Chiusi gli inediti con una delle prime versioni di Start Me Up, si passa al live a Wembley del 25 luglio 1982. Qualcuno scrisse tempo fa che gli Stones facevano prima la tournée americana poi quella europea, scaldando i motori nella prima e suonando meglio nella seconda, col problema però che i live spesso li registravano durante il giro negli USA per aver tempo di pubblicarli mentre ancora erano in viaggio ma testimoniando così la parte meno riuscita del tour. Ecco, il suddetto poco amato live del 1982, Still Life, è il primo di questi casi, anche se in realtà, per quanto grezzo, e aveva i suoi pregi: live di quelli su un solo LP, coi brani scelti e disposti pensando alle due facciate e alla loro durata (la Just My Imagination di Wembley arriva quasi a 10 minuti, lì era tagliata), parte con una Under My Thumb che si prende i suoi tempi, distendendosi come per dare tempo a Jagger di esplorare il palco e guardarsi intorno, sfoggia una Let Me Go e una Shattered molto più sanguigne delle originali, arrangia Time Is On My Side con una vena di malinconia e di rimpianto (gli Stones si sentivano vecchi…), e come tutti i dischi dal vivo stonesiani contiene almeno un inedito, sia pure una cover: in questo caso due, una tiratissima Twenty Flight Rock di Eddy Cochran e la potente e a suo modo ipnotica Going To A Go-Go dei Miracles (fu anche un singolo con buon riscontro), e si conclude con una Satisfaction quasi punk.

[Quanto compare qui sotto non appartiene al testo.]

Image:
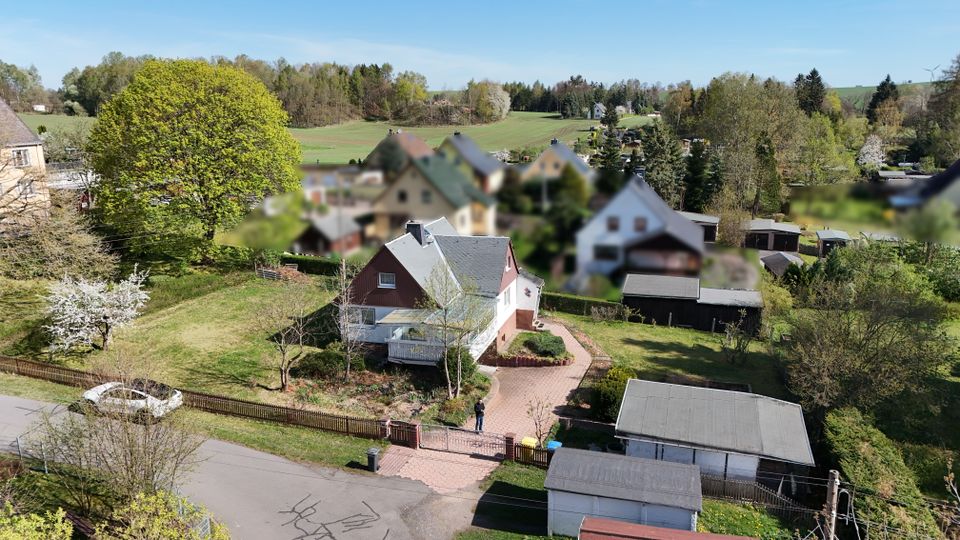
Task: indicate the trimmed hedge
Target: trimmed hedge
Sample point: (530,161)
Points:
(571,303)
(312,265)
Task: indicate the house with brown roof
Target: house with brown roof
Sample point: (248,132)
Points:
(24,195)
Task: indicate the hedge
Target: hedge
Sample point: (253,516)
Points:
(875,465)
(571,303)
(312,265)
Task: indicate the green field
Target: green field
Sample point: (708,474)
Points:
(354,140)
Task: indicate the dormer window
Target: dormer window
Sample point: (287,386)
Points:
(387,280)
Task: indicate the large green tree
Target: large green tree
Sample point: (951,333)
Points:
(187,147)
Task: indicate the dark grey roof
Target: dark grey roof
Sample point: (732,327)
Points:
(719,419)
(481,161)
(779,262)
(834,235)
(661,286)
(13,132)
(476,261)
(730,297)
(334,226)
(627,478)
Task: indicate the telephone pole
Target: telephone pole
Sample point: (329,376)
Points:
(830,507)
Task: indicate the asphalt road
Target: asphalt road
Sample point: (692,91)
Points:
(259,496)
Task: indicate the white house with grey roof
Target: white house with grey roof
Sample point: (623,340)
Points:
(432,283)
(583,483)
(725,433)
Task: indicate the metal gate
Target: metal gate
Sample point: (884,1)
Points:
(462,441)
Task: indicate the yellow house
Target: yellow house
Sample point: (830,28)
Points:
(485,170)
(430,187)
(23,186)
(549,164)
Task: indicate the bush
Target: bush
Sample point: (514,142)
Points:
(608,393)
(874,464)
(546,344)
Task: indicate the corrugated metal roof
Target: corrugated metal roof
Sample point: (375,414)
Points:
(13,132)
(730,297)
(719,419)
(661,286)
(628,478)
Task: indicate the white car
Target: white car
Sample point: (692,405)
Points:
(141,398)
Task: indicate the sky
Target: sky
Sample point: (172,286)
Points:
(850,42)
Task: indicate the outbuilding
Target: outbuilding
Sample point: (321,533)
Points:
(582,483)
(726,434)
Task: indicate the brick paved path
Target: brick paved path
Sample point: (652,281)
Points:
(446,472)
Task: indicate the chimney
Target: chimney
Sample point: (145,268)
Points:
(415,227)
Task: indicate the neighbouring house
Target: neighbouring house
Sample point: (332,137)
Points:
(943,185)
(394,153)
(707,222)
(24,195)
(829,239)
(681,301)
(771,235)
(550,163)
(396,303)
(598,110)
(333,232)
(727,434)
(778,263)
(431,187)
(637,232)
(584,483)
(594,528)
(485,170)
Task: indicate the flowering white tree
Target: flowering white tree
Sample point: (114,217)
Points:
(871,153)
(81,309)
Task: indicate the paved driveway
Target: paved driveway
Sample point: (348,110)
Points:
(262,496)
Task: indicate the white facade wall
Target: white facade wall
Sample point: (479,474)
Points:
(626,205)
(566,510)
(717,463)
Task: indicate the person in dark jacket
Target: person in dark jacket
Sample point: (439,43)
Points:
(478,410)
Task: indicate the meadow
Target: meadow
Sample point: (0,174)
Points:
(354,140)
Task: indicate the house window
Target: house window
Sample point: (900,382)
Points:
(606,253)
(387,280)
(21,157)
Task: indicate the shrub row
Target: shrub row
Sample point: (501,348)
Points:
(570,303)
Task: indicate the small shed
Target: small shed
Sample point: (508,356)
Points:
(829,239)
(610,529)
(725,433)
(708,223)
(582,483)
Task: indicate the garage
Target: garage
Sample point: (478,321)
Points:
(582,483)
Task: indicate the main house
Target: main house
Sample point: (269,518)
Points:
(485,170)
(433,284)
(728,434)
(429,187)
(637,232)
(23,186)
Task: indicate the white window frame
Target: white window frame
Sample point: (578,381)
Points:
(21,157)
(381,284)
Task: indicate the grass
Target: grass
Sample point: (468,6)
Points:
(658,352)
(296,443)
(354,140)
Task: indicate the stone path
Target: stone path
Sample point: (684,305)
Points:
(506,412)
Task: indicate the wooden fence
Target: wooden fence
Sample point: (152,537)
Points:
(403,433)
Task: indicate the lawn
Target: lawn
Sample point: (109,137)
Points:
(354,140)
(659,352)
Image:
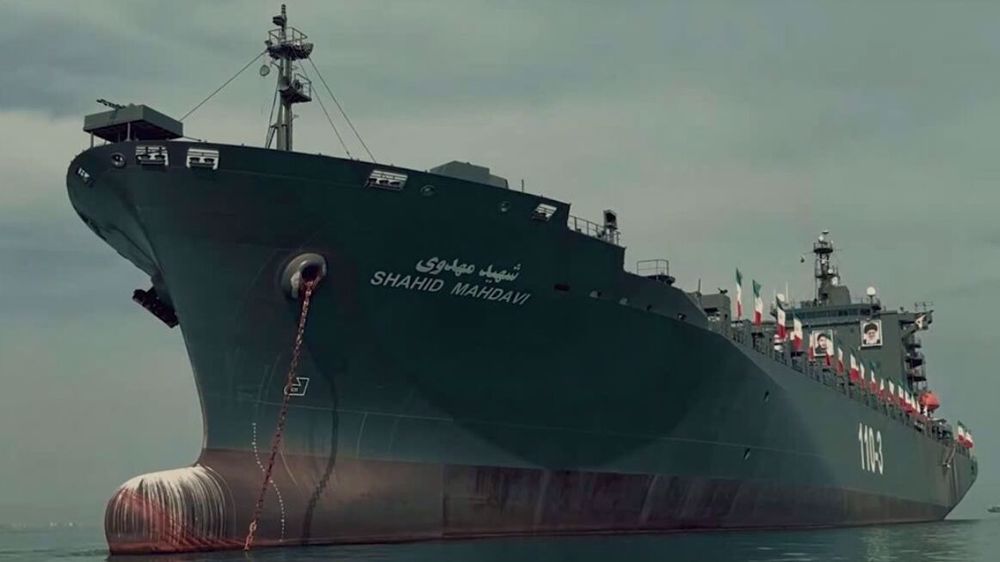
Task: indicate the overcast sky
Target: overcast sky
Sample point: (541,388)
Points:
(724,133)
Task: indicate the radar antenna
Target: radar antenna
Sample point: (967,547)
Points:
(285,45)
(825,271)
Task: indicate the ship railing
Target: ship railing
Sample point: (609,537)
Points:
(594,230)
(742,333)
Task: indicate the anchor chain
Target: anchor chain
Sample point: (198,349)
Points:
(308,286)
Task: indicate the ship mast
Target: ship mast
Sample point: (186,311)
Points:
(286,45)
(825,272)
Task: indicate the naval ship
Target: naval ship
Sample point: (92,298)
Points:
(385,354)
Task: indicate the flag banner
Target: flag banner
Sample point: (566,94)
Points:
(758,305)
(782,334)
(739,295)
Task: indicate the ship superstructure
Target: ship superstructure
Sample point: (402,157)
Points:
(387,354)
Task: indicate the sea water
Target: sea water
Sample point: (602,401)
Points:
(959,540)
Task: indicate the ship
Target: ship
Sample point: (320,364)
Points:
(385,354)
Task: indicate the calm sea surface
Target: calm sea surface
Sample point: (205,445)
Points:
(965,540)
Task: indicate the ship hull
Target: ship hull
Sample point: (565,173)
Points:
(557,394)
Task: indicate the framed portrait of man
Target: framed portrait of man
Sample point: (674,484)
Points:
(871,333)
(822,343)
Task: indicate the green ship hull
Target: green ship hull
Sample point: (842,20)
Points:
(557,393)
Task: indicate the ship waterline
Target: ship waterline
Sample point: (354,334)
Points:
(471,367)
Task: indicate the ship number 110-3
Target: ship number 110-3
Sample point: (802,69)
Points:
(870,442)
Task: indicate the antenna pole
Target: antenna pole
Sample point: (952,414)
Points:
(286,45)
(284,78)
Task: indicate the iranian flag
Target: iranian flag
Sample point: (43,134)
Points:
(961,436)
(782,331)
(739,294)
(758,305)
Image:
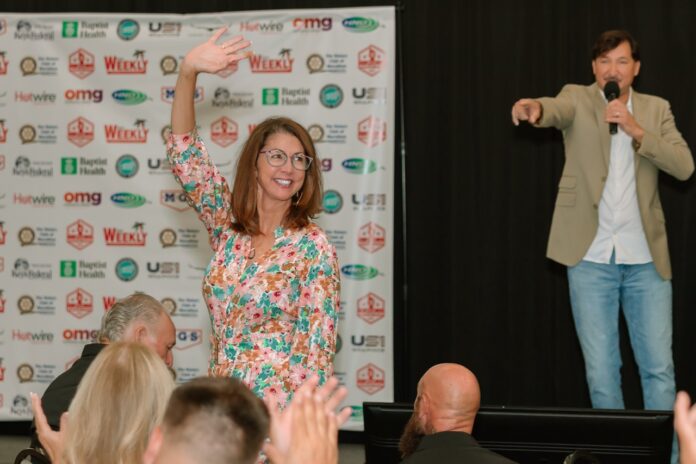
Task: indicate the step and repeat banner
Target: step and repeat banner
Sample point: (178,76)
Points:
(89,211)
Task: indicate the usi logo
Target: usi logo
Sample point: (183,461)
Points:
(188,338)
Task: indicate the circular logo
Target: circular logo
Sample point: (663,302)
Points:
(166,132)
(127,166)
(28,66)
(128,29)
(126,269)
(25,304)
(26,236)
(315,63)
(169,305)
(27,133)
(168,64)
(168,237)
(316,132)
(331,96)
(25,373)
(332,202)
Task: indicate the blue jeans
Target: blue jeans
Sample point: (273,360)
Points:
(596,290)
(595,293)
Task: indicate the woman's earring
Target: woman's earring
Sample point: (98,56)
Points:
(299,197)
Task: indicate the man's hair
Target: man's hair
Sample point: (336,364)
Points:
(119,401)
(216,420)
(136,307)
(609,40)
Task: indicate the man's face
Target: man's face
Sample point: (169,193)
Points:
(162,338)
(616,65)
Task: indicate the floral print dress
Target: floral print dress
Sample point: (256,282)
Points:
(274,319)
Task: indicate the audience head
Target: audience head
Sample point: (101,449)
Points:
(119,401)
(212,421)
(448,398)
(140,318)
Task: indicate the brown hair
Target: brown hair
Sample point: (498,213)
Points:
(309,198)
(609,40)
(217,419)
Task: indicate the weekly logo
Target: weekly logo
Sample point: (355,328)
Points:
(118,237)
(118,134)
(264,64)
(117,65)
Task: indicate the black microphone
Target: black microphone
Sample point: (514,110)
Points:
(611,92)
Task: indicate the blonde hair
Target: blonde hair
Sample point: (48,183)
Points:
(119,401)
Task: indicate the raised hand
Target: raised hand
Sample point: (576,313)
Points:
(211,57)
(285,435)
(526,109)
(685,426)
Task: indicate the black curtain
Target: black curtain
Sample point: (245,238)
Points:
(480,192)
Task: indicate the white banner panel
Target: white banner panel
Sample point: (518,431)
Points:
(89,211)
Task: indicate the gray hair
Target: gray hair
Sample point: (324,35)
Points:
(136,307)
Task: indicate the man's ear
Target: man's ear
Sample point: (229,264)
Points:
(153,446)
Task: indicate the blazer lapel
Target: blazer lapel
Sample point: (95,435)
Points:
(603,128)
(638,112)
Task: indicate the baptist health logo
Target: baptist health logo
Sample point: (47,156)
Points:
(359,272)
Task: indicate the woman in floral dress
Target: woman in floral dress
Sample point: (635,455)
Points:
(272,286)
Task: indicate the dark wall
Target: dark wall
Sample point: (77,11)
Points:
(480,192)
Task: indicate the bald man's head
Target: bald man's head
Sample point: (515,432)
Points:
(448,398)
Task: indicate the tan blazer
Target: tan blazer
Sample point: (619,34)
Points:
(578,111)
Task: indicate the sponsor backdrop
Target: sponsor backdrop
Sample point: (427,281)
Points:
(89,211)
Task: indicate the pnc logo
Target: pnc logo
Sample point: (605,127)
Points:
(360,24)
(128,200)
(359,272)
(129,97)
(359,166)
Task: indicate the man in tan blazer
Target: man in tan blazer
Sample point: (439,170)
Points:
(608,226)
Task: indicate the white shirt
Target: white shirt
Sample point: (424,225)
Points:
(620,228)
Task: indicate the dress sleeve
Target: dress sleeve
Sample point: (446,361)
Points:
(314,342)
(205,188)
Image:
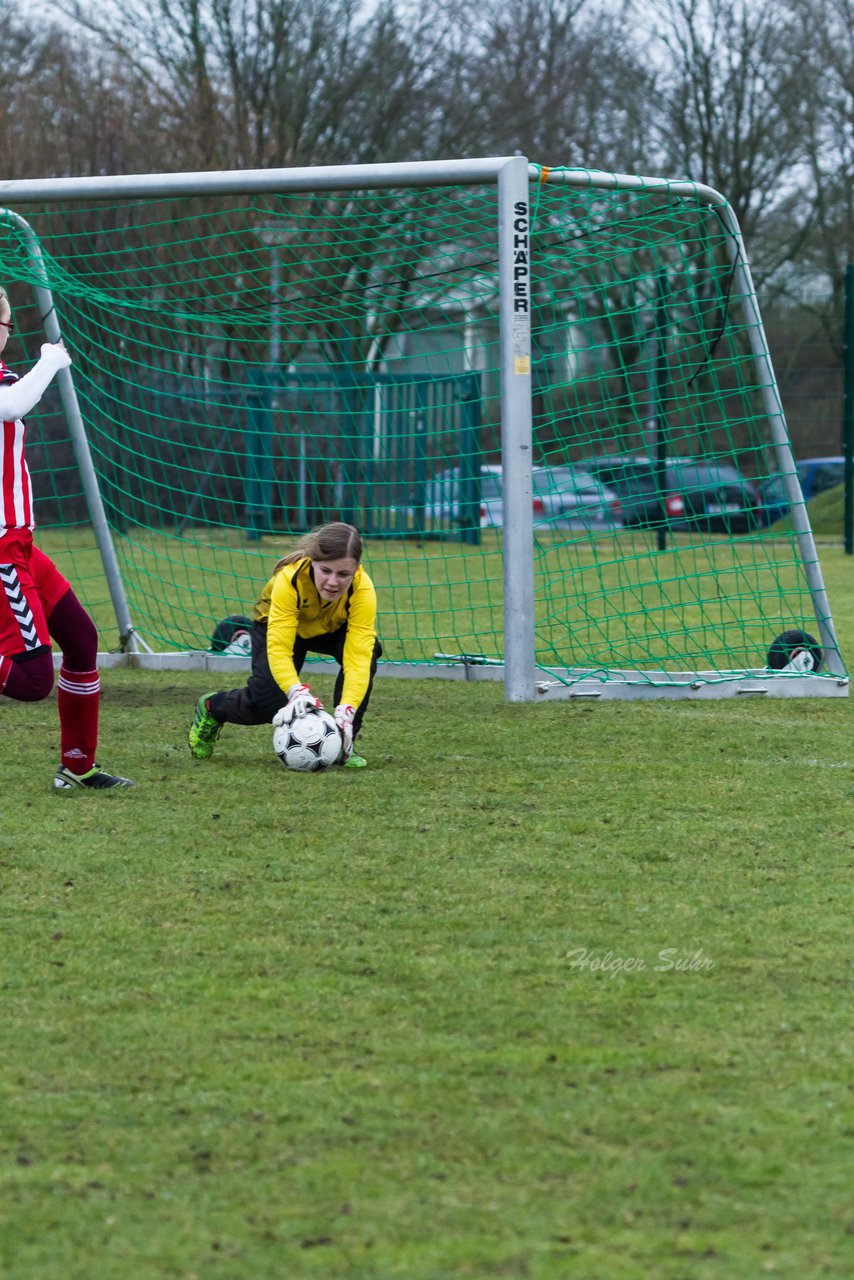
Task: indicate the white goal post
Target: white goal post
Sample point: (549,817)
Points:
(525,679)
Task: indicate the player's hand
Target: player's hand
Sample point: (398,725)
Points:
(301,700)
(55,355)
(345,721)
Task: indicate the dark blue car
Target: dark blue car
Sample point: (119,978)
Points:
(814,475)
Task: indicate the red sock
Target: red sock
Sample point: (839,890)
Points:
(78,696)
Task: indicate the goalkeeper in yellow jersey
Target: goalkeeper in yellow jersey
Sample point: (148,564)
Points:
(319,600)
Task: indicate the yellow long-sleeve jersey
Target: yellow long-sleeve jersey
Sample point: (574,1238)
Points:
(292,607)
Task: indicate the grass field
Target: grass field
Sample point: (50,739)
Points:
(556,991)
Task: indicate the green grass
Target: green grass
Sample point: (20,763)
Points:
(601,602)
(415,1022)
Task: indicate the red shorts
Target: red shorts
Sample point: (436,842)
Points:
(31,586)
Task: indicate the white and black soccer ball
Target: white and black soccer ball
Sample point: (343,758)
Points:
(307,743)
(795,653)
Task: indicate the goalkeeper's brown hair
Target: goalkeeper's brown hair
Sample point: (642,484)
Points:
(327,543)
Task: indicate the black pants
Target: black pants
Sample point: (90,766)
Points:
(257,702)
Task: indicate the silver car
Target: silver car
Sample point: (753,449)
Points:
(563,498)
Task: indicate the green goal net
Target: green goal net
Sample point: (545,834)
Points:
(247,366)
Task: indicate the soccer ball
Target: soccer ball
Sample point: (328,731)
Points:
(795,652)
(307,743)
(233,636)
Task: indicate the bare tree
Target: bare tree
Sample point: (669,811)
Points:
(729,99)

Questo live, oltre a riportare tutta la scaletta invece dei soli 10 brani, ha il buono del live dell’82 ma si direbbe un po’ più energico (tuttavia le performance di Still Life erano state scelte bene), però non sappiamo se sia il migliore: essendo, film compreso, tipo il quarto-quinto live che i Nostri pubblicano di quella tournée, ci sta che non sia il più bello,; quindi prima di impegnarsi nel cofanetto che contiene anche questo forse conviene fare un giretto sulle piattaforme di streaming per ascoltare i concerti pubblicati nella collana From The Vaults (uno americano del 1981 e quello di Leeds del 1982, registrato un mese prima di questo) e decidere qual è il nostro preferito. Comunque, un tour energico che si ascolta volentieri.
Questa ristampa è un’occasione, oltre che per accontentare i fan pubblicando inediti/musica nuova (le bozze riprese e completate sono entrambe le cose), anche per ribadire che su quel disco c’era vita al di là dei due bei singoli che lo incorniciano in apertura e chiusura. E, a detta degli audiofili, anche il remastering è buono.